Joaquim Nabuco (Quincas) vient lui aussi d’hériter, de sa marraine, une propriété sucrière décadente, qui coûte bien plus qu’elle ne vaut. Plus tard, le legs d’une tante lui permet de pouvoir enfin réaliser son rêve ancien : découvrir l’Europe. Zizinha et Quincas, qui se sont peut-être déjà rencontrés dans leur vie mondaine, au cours d’un bal ou d’un derby, font la traversée, probablement par pur hasard, sur le même navire. L’espoir de Quincas est de faire quelque chose pour que cesse l’esclavage au Brésil.

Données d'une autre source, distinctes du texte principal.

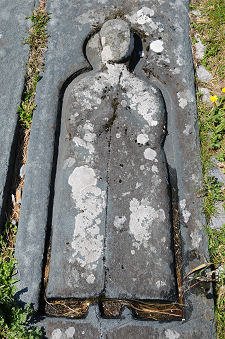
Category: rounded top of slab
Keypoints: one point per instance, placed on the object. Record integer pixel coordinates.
(117, 41)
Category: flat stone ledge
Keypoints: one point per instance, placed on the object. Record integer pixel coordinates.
(176, 82)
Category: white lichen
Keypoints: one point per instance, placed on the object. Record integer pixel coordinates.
(149, 154)
(142, 139)
(141, 220)
(89, 200)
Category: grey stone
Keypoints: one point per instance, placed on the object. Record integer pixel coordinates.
(205, 95)
(116, 40)
(203, 74)
(13, 55)
(199, 49)
(166, 27)
(216, 171)
(61, 329)
(218, 220)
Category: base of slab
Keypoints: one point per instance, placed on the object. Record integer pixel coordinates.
(95, 327)
(113, 309)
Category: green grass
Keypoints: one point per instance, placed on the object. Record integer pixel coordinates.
(14, 320)
(211, 27)
(37, 42)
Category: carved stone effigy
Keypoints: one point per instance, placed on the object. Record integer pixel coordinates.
(112, 204)
(111, 221)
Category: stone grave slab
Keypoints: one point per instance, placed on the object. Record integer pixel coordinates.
(114, 151)
(119, 213)
(14, 56)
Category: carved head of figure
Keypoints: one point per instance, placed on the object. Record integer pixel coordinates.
(117, 41)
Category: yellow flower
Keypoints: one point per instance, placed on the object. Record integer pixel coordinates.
(213, 98)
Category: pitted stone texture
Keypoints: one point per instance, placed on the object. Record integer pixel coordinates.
(174, 331)
(112, 194)
(161, 20)
(203, 74)
(13, 57)
(117, 40)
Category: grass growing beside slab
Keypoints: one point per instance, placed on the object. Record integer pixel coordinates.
(14, 320)
(37, 42)
(12, 317)
(209, 23)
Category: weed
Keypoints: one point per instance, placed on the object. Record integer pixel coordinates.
(13, 319)
(37, 42)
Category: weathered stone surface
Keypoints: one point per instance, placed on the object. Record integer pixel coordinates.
(13, 56)
(218, 220)
(116, 40)
(187, 331)
(167, 62)
(62, 329)
(112, 191)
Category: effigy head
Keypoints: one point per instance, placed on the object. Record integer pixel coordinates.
(116, 40)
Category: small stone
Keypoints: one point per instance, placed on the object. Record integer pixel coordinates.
(205, 95)
(117, 40)
(203, 74)
(22, 171)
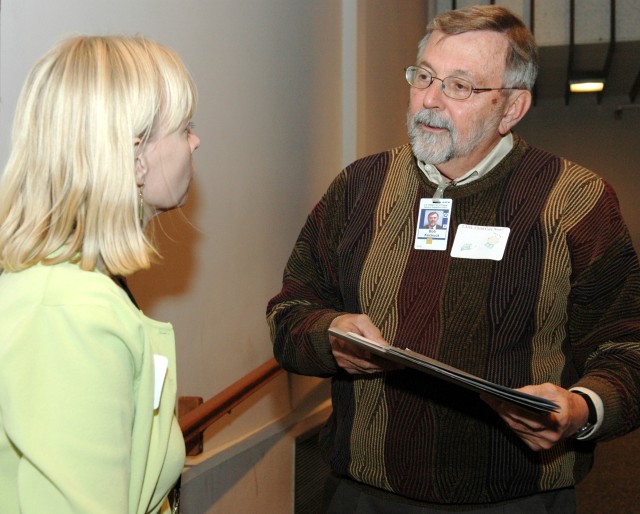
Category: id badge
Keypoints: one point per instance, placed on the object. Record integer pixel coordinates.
(480, 242)
(432, 231)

Sous le regard des divinités marines afro-brésiliennes naît une idylle
Mais Zizinha n’a pas un caractère à se soumettre, elle sait très bien que sa fortune lui donne le pouvoir, non de choisir elle-même un mari (inimaginable dans son monde), mais de décider de ce que sera sa vie. Quinca est séduisant, elle est séduite, mais quelques « infidélités » de Quincas revenues aux oreilles de sa « fiancée » (ils ne se sont pas clairement engagés), infidélités réelles ou simples ragots, la placent face à sa volonté de ne jamais subir. De son côté, Quincas n’a pas vraiment l’intention de quitter son rôle de célibataire et ne néglige pas de rendre des visites répétées à des amies mariées mais esseulées. Quel homme ne le fait pas ?
Cela pourrait ressembler à un vaudeville, mais les enjeux sont bien plus puissants. Le combat de Zizinha se vit dans la souffrance et se transforme, un peu inconsciemment, pour devenir sa raison de vivre : la liberté des femmes, la sienne lui servant de modèle digne d’être étendu aux autres. La raison de vivre de Quintas reste la même : faire abolir l’esclavage au Brésil.

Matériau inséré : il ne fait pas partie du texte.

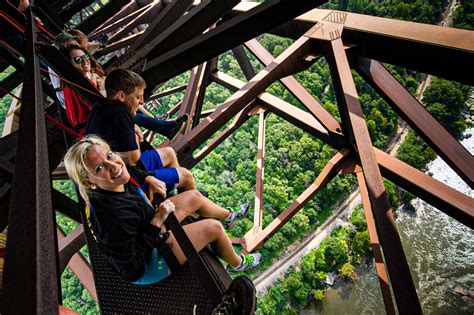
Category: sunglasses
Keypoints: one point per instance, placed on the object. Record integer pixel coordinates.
(80, 59)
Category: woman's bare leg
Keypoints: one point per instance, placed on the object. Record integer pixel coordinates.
(186, 179)
(168, 157)
(207, 232)
(192, 201)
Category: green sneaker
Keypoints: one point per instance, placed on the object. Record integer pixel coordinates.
(235, 215)
(249, 261)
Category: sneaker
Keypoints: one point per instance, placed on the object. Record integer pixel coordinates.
(238, 299)
(249, 261)
(164, 116)
(235, 215)
(180, 124)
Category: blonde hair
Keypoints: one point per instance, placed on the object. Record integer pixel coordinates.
(74, 161)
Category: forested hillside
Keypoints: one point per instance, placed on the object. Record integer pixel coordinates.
(294, 159)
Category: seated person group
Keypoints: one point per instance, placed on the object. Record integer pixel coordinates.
(128, 228)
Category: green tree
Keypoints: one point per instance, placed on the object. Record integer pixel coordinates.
(335, 252)
(347, 270)
(361, 244)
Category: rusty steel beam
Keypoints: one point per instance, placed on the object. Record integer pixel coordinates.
(240, 119)
(288, 61)
(224, 37)
(69, 245)
(102, 15)
(65, 205)
(252, 241)
(258, 208)
(354, 126)
(148, 14)
(143, 44)
(421, 47)
(201, 94)
(67, 13)
(123, 22)
(66, 70)
(206, 113)
(122, 43)
(11, 82)
(194, 95)
(374, 239)
(167, 92)
(244, 62)
(441, 196)
(80, 267)
(198, 19)
(298, 91)
(425, 125)
(448, 200)
(291, 113)
(30, 279)
(126, 10)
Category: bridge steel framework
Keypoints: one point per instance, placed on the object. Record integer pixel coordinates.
(186, 36)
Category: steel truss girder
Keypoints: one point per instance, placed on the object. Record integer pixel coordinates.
(244, 62)
(102, 15)
(441, 196)
(224, 37)
(195, 22)
(421, 47)
(297, 90)
(288, 61)
(136, 52)
(374, 239)
(122, 43)
(146, 15)
(126, 10)
(78, 264)
(11, 82)
(30, 280)
(355, 128)
(256, 237)
(425, 125)
(291, 113)
(67, 13)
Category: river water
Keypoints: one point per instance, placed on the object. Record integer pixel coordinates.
(439, 250)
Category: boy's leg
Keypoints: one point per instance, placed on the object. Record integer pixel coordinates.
(168, 157)
(207, 232)
(192, 201)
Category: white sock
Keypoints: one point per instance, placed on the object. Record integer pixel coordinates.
(242, 260)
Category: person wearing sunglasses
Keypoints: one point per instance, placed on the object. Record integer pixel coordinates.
(77, 108)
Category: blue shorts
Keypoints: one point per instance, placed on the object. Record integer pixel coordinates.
(152, 161)
(156, 270)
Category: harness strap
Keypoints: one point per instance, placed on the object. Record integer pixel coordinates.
(160, 243)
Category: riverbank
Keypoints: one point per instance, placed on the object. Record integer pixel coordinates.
(439, 250)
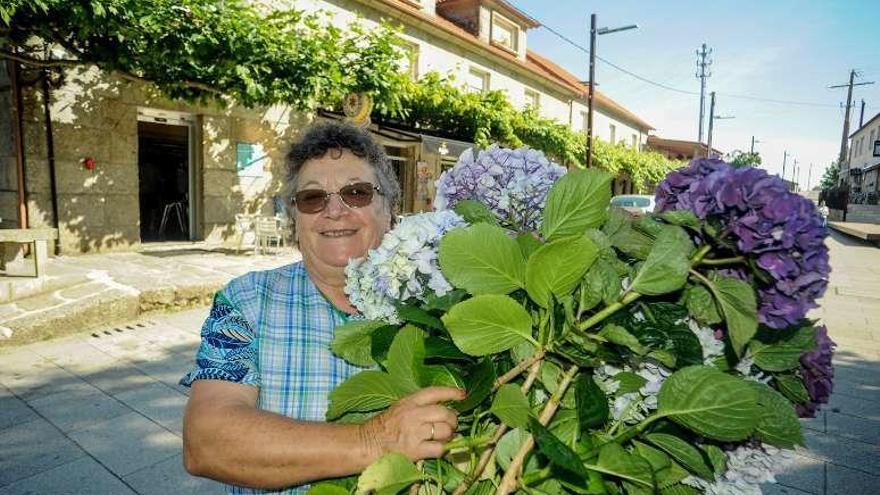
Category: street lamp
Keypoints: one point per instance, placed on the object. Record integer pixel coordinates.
(594, 33)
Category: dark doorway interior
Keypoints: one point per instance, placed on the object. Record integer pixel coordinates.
(163, 175)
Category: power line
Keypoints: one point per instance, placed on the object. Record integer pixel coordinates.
(671, 88)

Les rebondissements ne manquent pas, rendez-vous manqués, morts subites, le temps passe, les vies se déroulent, parallèles ou tangentes. Ana Maria Machado mène son récit avec une douce fermeté, tout avance vite et chacun accomplit son destin. Les personnages sont bien dessinés et, si elle ne néglige à aucun moment celui de Quincas, on sent sa préférence pour celui de Zizinha, la femme volontaire, érigée. Les deux, l’homme et la femme, méritent son respect et aussi son regret qu’ils n’aient pas pu se rapprocher davantage. Elle ne néglige pas non plus le contexte, les changements sociaux de l’époque, les progrès techniques et la nécessité de faire bouger ces sociétés conservatrices, en Europe comme en Amérique.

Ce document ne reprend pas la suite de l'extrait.